Fantastic Fine Art by Tuck

Fantastic Fine Art by Tuck

Tuck’s ‘Oilette’ postcards are beautiful, artist impression postcards and they made them for Olympic, Titanic, Adriatic, Homeric and Majestic II among others. The ‘Celebrated Liners’ series are printed postcards taken from the original oil paintings and the colour is really impressive.

Tuck was a major London publishing house and they produced artist postcards of many British liners, including White Star and Cunard ships, from c1905 to 1930. Each card has a neat summary of a ship’s career and key statistics on the back.

Among my favourites is a vertical card showing ‘Olympic’ steaming at full speed on the open sea by the renowned painter Montague Birrel Black. In fact, more than any other card, it helped inspire me to collect shipping postcards in the first place!

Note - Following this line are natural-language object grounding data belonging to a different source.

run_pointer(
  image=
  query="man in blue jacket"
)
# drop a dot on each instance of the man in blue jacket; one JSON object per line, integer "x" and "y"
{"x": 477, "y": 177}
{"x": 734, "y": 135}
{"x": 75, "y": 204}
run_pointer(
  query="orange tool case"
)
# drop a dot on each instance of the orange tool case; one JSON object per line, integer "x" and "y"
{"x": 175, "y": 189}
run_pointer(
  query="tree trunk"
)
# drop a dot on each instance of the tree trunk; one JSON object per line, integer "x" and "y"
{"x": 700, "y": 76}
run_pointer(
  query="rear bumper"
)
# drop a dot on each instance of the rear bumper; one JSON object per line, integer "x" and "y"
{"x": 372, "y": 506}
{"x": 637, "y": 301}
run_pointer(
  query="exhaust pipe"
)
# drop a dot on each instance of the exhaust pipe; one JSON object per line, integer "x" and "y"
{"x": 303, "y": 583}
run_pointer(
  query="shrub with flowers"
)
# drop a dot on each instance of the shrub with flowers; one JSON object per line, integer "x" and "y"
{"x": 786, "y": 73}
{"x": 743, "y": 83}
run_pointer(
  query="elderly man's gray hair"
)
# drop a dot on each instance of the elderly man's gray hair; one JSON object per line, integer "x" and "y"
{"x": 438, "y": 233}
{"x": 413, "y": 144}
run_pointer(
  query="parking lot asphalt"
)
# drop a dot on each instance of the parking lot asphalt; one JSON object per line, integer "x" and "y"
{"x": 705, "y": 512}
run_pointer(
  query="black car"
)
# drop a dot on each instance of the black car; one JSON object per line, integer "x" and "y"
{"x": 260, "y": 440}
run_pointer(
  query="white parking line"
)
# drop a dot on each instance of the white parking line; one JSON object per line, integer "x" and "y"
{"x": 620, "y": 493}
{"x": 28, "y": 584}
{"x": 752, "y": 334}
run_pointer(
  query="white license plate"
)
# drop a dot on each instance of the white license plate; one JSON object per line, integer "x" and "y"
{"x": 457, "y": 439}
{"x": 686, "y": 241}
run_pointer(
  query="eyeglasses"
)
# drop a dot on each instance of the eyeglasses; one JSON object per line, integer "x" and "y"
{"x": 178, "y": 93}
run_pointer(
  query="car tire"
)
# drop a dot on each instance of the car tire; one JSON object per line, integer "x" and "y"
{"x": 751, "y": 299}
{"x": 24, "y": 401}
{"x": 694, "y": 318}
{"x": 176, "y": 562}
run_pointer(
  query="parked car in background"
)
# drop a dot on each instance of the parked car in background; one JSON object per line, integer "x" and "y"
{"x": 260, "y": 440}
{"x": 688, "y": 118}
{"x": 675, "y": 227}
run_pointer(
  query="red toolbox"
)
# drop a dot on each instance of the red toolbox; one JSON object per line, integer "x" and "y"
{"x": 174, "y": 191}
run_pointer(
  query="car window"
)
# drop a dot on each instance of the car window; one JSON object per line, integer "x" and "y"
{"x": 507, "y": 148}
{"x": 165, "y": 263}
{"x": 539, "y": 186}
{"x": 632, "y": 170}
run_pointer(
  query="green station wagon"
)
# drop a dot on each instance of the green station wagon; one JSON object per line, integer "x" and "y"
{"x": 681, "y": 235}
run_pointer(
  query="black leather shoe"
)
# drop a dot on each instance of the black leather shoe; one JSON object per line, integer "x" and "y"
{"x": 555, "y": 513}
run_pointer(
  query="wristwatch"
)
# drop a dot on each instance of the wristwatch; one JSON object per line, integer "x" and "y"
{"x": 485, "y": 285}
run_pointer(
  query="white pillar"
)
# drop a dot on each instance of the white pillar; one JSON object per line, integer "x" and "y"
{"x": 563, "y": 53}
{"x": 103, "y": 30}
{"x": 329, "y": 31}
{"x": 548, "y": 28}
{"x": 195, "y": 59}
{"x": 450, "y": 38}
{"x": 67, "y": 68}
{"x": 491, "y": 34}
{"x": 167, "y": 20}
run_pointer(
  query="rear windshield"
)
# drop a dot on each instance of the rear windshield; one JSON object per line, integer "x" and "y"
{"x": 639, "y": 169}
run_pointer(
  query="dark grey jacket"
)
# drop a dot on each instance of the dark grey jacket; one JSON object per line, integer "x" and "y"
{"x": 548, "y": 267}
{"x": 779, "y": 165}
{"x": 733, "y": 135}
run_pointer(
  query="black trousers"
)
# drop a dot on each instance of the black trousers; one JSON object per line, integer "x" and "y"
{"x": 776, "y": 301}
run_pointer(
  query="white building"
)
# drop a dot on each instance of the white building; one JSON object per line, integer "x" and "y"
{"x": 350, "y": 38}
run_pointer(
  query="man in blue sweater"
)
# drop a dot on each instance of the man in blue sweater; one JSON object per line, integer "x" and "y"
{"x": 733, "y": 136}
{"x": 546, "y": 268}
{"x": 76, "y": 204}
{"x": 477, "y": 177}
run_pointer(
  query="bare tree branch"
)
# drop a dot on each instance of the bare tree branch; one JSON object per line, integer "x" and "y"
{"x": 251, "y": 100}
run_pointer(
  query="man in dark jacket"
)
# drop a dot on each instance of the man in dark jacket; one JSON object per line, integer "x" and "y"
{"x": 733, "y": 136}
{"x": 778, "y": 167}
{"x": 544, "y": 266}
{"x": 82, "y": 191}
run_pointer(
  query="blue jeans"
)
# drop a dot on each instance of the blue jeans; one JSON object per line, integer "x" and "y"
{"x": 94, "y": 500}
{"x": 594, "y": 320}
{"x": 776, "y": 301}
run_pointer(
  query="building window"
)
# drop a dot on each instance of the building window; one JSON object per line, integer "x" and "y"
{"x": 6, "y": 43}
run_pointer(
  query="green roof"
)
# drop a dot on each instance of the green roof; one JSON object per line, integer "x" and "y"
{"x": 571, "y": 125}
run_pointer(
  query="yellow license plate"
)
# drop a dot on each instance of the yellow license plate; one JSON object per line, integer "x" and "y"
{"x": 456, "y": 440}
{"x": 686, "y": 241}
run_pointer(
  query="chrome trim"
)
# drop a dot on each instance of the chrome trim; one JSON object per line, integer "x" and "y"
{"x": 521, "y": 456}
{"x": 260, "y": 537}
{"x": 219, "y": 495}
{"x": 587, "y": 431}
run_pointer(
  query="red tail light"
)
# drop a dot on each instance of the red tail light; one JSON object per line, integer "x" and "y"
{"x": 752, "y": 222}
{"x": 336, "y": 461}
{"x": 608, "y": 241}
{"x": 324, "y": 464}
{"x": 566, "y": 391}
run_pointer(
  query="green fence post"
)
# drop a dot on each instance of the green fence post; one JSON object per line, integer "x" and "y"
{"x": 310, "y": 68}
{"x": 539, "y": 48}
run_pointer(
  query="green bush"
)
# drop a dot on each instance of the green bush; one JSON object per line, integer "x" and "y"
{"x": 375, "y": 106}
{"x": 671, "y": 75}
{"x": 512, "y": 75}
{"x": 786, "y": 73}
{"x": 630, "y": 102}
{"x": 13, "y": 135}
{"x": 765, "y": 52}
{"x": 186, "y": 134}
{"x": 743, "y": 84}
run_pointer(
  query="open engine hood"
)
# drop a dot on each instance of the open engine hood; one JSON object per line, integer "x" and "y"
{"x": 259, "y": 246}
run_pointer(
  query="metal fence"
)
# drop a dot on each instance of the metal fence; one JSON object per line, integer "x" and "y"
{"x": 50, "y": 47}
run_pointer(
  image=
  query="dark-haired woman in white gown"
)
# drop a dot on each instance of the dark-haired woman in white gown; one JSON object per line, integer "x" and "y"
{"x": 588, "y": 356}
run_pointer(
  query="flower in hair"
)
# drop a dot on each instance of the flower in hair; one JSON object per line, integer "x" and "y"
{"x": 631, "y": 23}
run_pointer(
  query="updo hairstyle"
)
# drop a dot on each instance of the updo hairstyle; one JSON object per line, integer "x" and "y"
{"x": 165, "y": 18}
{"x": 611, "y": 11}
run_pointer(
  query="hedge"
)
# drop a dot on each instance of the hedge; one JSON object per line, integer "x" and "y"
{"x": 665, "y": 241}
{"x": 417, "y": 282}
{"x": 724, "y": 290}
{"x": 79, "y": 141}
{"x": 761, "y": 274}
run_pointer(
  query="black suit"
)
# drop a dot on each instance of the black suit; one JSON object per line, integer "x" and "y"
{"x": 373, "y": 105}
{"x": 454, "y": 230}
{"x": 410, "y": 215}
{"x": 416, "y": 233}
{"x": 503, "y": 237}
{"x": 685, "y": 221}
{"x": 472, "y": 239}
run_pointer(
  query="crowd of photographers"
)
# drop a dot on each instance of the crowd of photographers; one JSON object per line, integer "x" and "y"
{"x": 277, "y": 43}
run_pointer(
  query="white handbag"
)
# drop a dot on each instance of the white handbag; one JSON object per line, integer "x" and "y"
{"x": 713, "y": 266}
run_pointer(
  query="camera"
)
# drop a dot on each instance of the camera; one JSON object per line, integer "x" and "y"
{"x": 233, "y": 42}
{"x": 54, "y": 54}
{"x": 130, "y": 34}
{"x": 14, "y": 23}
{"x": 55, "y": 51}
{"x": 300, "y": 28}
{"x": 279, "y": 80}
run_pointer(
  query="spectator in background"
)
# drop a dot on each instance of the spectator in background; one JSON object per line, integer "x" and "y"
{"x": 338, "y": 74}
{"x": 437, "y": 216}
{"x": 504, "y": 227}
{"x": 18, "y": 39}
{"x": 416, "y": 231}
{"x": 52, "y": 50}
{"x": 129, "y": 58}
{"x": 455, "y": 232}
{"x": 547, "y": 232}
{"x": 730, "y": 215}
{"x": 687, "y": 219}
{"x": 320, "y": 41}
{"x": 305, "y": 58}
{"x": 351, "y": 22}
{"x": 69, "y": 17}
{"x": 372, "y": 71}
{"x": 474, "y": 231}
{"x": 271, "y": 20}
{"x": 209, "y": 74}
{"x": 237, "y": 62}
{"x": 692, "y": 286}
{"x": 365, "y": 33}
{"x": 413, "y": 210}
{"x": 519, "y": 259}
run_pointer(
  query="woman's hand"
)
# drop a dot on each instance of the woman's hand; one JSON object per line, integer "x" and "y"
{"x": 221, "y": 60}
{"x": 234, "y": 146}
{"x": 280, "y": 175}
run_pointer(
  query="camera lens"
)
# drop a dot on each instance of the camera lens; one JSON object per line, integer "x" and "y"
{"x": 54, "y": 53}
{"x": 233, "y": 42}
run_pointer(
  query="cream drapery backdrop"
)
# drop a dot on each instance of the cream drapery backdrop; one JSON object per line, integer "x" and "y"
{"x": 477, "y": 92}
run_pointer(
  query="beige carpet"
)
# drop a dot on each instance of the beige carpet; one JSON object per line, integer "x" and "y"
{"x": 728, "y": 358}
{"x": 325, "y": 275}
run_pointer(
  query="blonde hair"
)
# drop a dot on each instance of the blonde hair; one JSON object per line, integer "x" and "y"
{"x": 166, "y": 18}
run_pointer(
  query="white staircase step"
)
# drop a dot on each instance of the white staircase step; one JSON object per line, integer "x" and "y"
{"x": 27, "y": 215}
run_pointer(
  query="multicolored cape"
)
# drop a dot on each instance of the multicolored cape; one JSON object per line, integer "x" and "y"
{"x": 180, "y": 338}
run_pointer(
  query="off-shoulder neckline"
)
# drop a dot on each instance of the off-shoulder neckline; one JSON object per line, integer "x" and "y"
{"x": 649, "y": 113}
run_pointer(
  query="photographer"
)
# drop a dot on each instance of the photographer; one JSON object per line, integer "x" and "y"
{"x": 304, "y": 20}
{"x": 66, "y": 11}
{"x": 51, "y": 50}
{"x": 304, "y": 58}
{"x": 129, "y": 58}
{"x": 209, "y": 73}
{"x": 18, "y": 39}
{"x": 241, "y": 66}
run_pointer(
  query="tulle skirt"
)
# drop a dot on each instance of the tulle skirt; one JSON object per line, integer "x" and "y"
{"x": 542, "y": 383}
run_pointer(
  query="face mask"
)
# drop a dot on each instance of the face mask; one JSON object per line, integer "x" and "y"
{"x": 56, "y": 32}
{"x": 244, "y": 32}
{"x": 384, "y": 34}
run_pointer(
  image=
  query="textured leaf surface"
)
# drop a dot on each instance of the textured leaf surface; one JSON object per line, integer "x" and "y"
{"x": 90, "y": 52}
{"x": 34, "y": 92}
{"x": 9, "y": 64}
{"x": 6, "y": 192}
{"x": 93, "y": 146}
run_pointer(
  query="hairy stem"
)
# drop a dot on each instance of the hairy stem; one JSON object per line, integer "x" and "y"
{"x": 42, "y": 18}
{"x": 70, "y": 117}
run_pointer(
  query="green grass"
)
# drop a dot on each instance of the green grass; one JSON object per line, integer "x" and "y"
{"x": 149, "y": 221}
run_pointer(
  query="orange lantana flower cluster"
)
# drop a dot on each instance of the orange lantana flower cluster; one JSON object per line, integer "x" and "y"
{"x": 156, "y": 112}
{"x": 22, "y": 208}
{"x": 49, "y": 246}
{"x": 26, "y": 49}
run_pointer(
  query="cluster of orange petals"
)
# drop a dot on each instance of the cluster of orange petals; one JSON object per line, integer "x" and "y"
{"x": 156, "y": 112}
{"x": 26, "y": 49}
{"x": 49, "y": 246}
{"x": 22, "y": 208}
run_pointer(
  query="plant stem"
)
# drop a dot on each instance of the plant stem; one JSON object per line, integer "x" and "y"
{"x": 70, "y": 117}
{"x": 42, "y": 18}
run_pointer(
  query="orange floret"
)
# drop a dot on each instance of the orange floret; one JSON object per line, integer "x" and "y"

When I was a child, my grandfather showed me he had copied this postcard in oil paints into a small autograph book! For an eight-year-old he had done quite a remarkable job and it is one of my most treasured family mementoes.

Of course, there is an Oilette of what was, briefly, in the spring of 1912 the largest vessel in the world, the Titanic. The postcard shows her steaming from right to left at sea and it is relatively harder to find.

The artist presumably did not realise, or it was too late, to add the detail of the enclosed Promenade Deck windows (a last minute design change in March 1912 so as to protect passengers from sea spray). There are two editions of the card, one made before she sank and an otherwise identical card made after which has details of the sinking.

Prices for Tuck cards can be as little as a few pounds but rare Titanic cards could be £100 or more.